In drama news, we had our first session with Opera Piccola yesterday. Opera Piccola, which translates literally to “small works” is an Oakland theater company that is involved with a number of exciting projects with young people around the Bay Area. The 5th Grade is lucky to have them coming to do some theater work with us. We will meet for weekly sessions and students will work on building dramatic skills as well as writing some of their own works. It will all culminate in a final evening performance in the winter. The same group also worked with the 4th Grade last year, so the curriculum we are designing with Opera Piccola will work on building and extending on the students’ prior drama work.
Each week we spend time in class looking very closely at our vocabulary words. Among other things, we look at spelling patters, affixes, and roots. A powerful way to expand one’s vocabulary is to delve into the realm of etymology, or the study of word origins. I strongly recommend checking out The Online Etymology Dictionary. While there, you can read about how many words shifted in use, meaning, and construction in different languages. It is also a good way to check to see if a word either fits a similar spelling pattern or if it actually shares a common root.
- Language Arts: Vocabulary Sentences
- Mathematics: Finish Angle Estimation worksheet from class
- Reading: Read for 25 minutes and fill out clarification reading log
Did you know that the word Wednesday has roots of its etymology that date back to the Norse god Odin? After the Roman emperor Constantine set a 7 day calendar with names based on Roman gods, some of the names were changed by Germanic tribes. Among those changed was Diēs Mercuriī, or Mercury’s Day, to Wodensday. If you speak Spanish you will notice the similarity of the Roman name to Miercoles. Many students in the class are quite enthusiastic about learning Mythology, and might be interested to check out a brief explanation of the English names for the days of the week on Encyclopedia Mythica.
Today the students continued on their Limericks and began working on illustrations while I conferenced with individual students to help with revisions. After we finish the limericks, we will be putting the poems together in a collection, and each student will get a copy to keep.
In Mathematics, we worked through some word problems involving long division.
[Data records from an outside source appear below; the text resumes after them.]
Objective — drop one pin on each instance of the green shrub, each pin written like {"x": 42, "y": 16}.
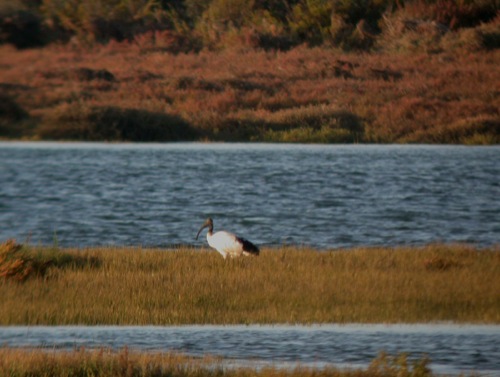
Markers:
{"x": 14, "y": 120}
{"x": 20, "y": 25}
{"x": 79, "y": 121}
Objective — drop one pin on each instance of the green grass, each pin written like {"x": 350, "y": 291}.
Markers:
{"x": 137, "y": 286}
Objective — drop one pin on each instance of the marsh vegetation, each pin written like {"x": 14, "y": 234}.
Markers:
{"x": 282, "y": 71}
{"x": 105, "y": 362}
{"x": 137, "y": 286}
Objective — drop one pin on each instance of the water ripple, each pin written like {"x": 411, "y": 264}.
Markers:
{"x": 322, "y": 196}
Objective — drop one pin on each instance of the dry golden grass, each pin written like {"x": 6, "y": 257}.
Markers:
{"x": 34, "y": 363}
{"x": 252, "y": 95}
{"x": 284, "y": 285}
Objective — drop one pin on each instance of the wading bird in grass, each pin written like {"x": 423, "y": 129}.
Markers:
{"x": 227, "y": 243}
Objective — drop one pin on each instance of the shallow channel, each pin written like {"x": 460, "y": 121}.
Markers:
{"x": 452, "y": 349}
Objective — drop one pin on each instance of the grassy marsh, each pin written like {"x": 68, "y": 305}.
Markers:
{"x": 104, "y": 362}
{"x": 303, "y": 95}
{"x": 138, "y": 286}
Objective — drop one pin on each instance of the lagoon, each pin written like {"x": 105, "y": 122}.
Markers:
{"x": 452, "y": 349}
{"x": 324, "y": 196}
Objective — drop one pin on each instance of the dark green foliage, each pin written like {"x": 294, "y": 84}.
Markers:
{"x": 20, "y": 28}
{"x": 14, "y": 120}
{"x": 80, "y": 122}
{"x": 275, "y": 24}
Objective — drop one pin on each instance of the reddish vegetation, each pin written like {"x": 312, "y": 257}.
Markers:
{"x": 127, "y": 91}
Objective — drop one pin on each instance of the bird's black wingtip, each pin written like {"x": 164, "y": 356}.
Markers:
{"x": 248, "y": 247}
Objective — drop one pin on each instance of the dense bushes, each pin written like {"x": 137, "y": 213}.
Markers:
{"x": 215, "y": 24}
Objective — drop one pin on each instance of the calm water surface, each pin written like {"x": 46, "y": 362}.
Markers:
{"x": 321, "y": 196}
{"x": 451, "y": 348}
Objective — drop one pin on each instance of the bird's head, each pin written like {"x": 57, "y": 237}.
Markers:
{"x": 207, "y": 224}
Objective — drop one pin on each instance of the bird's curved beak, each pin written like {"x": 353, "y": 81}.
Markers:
{"x": 205, "y": 224}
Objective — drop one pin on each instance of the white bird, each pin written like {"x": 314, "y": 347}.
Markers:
{"x": 227, "y": 243}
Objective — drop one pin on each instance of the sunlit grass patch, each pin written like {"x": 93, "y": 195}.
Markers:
{"x": 125, "y": 362}
{"x": 137, "y": 286}
{"x": 20, "y": 262}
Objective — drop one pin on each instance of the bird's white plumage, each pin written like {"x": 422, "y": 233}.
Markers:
{"x": 225, "y": 243}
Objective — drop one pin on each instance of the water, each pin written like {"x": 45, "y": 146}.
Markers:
{"x": 452, "y": 349}
{"x": 321, "y": 196}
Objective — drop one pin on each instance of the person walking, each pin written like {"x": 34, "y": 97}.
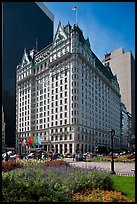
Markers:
{"x": 6, "y": 157}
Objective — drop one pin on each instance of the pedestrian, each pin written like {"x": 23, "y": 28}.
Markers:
{"x": 6, "y": 157}
{"x": 73, "y": 156}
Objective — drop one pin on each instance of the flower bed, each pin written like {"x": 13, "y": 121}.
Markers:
{"x": 56, "y": 181}
{"x": 100, "y": 196}
{"x": 10, "y": 165}
{"x": 49, "y": 183}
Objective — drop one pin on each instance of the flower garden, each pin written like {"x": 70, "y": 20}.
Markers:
{"x": 55, "y": 181}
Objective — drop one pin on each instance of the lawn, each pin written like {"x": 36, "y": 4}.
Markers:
{"x": 125, "y": 184}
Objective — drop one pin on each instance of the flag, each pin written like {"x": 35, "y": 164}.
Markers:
{"x": 39, "y": 141}
{"x": 24, "y": 142}
{"x": 34, "y": 142}
{"x": 74, "y": 8}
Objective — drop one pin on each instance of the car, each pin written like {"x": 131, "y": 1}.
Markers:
{"x": 4, "y": 154}
{"x": 67, "y": 155}
{"x": 14, "y": 156}
{"x": 79, "y": 157}
{"x": 31, "y": 155}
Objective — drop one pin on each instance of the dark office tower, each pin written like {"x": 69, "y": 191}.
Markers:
{"x": 25, "y": 25}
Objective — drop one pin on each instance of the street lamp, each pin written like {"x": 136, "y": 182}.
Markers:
{"x": 112, "y": 133}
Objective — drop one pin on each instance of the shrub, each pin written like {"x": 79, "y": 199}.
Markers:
{"x": 97, "y": 195}
{"x": 50, "y": 184}
{"x": 10, "y": 165}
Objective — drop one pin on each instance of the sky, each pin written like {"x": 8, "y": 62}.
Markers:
{"x": 109, "y": 25}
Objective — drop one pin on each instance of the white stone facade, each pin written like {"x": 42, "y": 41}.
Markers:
{"x": 66, "y": 95}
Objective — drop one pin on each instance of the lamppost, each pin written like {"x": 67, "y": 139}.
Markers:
{"x": 112, "y": 133}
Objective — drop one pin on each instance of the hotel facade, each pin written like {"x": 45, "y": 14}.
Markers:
{"x": 67, "y": 96}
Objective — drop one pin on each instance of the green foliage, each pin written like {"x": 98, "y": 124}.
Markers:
{"x": 54, "y": 184}
{"x": 124, "y": 184}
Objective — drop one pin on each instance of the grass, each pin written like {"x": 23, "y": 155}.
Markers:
{"x": 125, "y": 184}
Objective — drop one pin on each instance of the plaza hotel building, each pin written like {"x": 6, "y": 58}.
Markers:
{"x": 67, "y": 96}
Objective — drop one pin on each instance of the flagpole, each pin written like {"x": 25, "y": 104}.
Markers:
{"x": 76, "y": 16}
{"x": 36, "y": 45}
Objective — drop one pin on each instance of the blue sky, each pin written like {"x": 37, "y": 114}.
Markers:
{"x": 109, "y": 25}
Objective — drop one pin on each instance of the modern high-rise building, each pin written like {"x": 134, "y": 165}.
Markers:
{"x": 67, "y": 96}
{"x": 24, "y": 25}
{"x": 123, "y": 65}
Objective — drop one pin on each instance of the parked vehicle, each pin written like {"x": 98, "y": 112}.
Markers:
{"x": 31, "y": 155}
{"x": 79, "y": 157}
{"x": 14, "y": 156}
{"x": 4, "y": 154}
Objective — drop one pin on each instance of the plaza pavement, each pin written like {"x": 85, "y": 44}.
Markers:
{"x": 120, "y": 168}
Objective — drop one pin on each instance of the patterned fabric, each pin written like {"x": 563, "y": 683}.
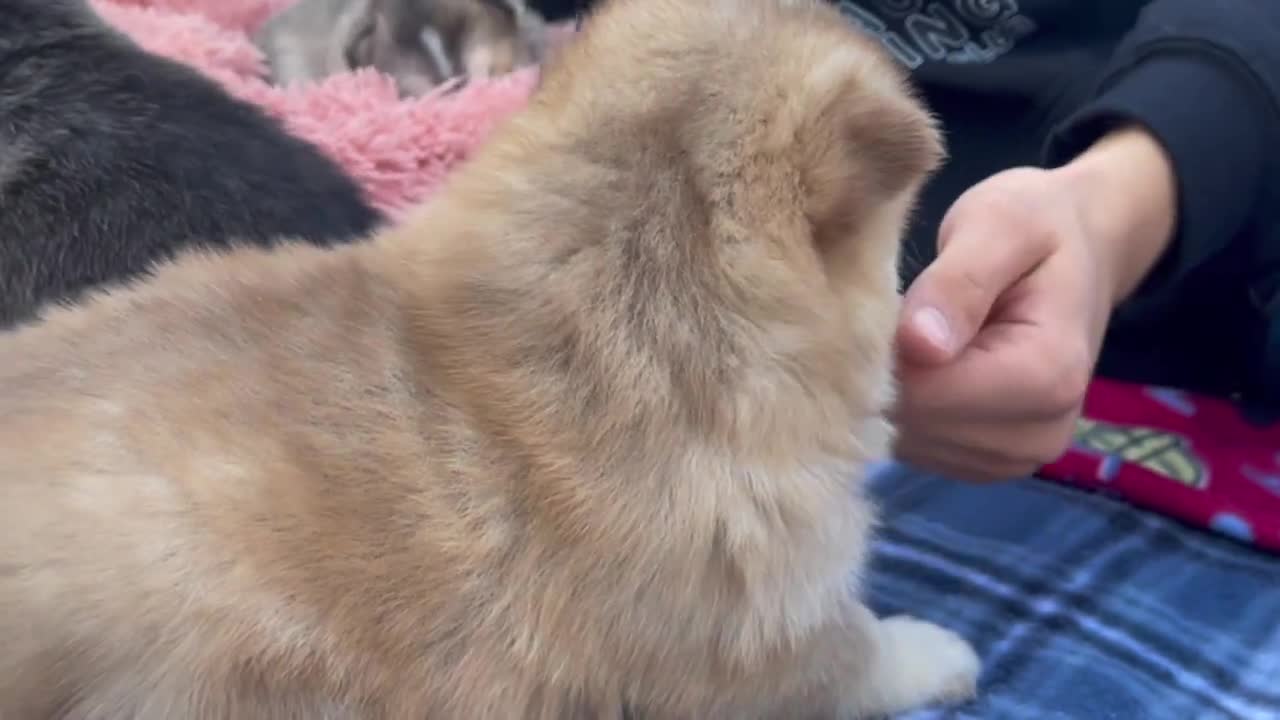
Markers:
{"x": 1080, "y": 606}
{"x": 1197, "y": 459}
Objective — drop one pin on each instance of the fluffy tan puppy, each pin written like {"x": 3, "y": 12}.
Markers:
{"x": 584, "y": 434}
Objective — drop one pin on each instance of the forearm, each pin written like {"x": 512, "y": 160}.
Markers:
{"x": 1127, "y": 192}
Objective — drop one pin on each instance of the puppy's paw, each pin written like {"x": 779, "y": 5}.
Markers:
{"x": 918, "y": 664}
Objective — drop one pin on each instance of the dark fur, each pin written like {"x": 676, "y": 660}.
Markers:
{"x": 113, "y": 159}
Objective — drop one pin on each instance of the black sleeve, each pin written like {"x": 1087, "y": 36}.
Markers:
{"x": 558, "y": 10}
{"x": 1203, "y": 76}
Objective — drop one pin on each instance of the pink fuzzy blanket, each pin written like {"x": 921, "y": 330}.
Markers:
{"x": 397, "y": 149}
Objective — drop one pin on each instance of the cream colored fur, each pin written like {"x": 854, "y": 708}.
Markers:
{"x": 584, "y": 433}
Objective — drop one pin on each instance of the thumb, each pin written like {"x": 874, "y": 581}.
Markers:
{"x": 949, "y": 302}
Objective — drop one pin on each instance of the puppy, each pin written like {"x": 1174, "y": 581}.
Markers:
{"x": 583, "y": 434}
{"x": 113, "y": 159}
{"x": 419, "y": 42}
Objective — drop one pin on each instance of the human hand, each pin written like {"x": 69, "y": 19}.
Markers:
{"x": 1000, "y": 335}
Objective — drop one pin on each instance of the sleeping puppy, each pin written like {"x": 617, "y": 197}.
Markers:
{"x": 585, "y": 432}
{"x": 113, "y": 159}
{"x": 420, "y": 44}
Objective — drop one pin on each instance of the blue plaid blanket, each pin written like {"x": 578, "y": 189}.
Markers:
{"x": 1080, "y": 606}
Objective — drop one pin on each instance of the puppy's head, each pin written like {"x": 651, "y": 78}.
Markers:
{"x": 425, "y": 42}
{"x": 698, "y": 220}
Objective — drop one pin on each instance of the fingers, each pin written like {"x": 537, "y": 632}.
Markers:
{"x": 1023, "y": 450}
{"x": 1010, "y": 374}
{"x": 984, "y": 249}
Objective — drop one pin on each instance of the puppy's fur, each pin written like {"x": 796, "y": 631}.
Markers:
{"x": 583, "y": 434}
{"x": 113, "y": 159}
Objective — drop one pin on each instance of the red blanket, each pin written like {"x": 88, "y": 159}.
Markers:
{"x": 1193, "y": 458}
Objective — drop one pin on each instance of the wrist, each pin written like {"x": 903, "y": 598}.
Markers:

We rewrote problems as open number sentences with variables, created graphical representations of the problems, applied division algorithms to find solutions, and then interpreted the remainder in relation to its meaning in the actual problem. For homework tonight, students will evaluate two more problems. Please make sure they follow each step and show their work on an additional paper or on the back.
- Language Arts: Vocabulary Sentences/ Stories with 6 words from the week’s vocabulary list. Focus on silent and sounded consonants.
- Mathematics: Study Link – Division Number Stories with Remainders.
- Reading: Read for 20 minutes and write in Pink Reading Log.
Welcome back to school and finally a normal week sandwiched in between all these short weeks. Today we spent some time reading a book of poetry called Hailstones and Halibut Bones by Mary O’Neill. The poems in the book incorporate metaphors, similes and personification all in conjunction with different colors. We began writing today by writing similes connecting sensory experiences with colors. We then used the poems in the book as inspiration and expanded our lists. Tomorrow students will get a chance to begin writing their own poems, elaborating on their similes, and adding more figurative language.
In math today we spent some time practicing measuring internal angles in polygons. Students were given a chance to create their own irregular polygon and measure the angles. Irregular polygons are polygons with different sized sides as opposed to regular polygons which have sides of the same length. Students then summed up the totals of the internal angles of their shapes, and we will chart the total number of degrees in internal angles of polygons on a large number line tomorrow.
After science we took some time to blend in our current study of polygons and angles with Tessellations in an art project. Over the next week and a half, students will get a chance to learn how to create three different forms of tessellations, all along the way exploring the application of what we are learning about angles in our geometry lessons.
During a brief lesson on the history of tessellations, we looked at the etymology and the history of the word tessellation. Etymology is the study of words including their history of use across multiple languages and over time and their roots and cognates. Have you ever wondered where a word came from? Dictionaries will often have some information, but a great online resource to check is The Online Etymology Dictionary where you can find more information about words like tessellate. Add it to your bookmarks today!
- Language Arts: Finish Poetry Packet – Interview, Poetry memoir (including pre-writing, rough draft and final draft), and Preparation to read a poem to the class tomorrow.
- Math: Practice Set #20
- Reading: Read for 20 minutes and fill out pink Reading Log.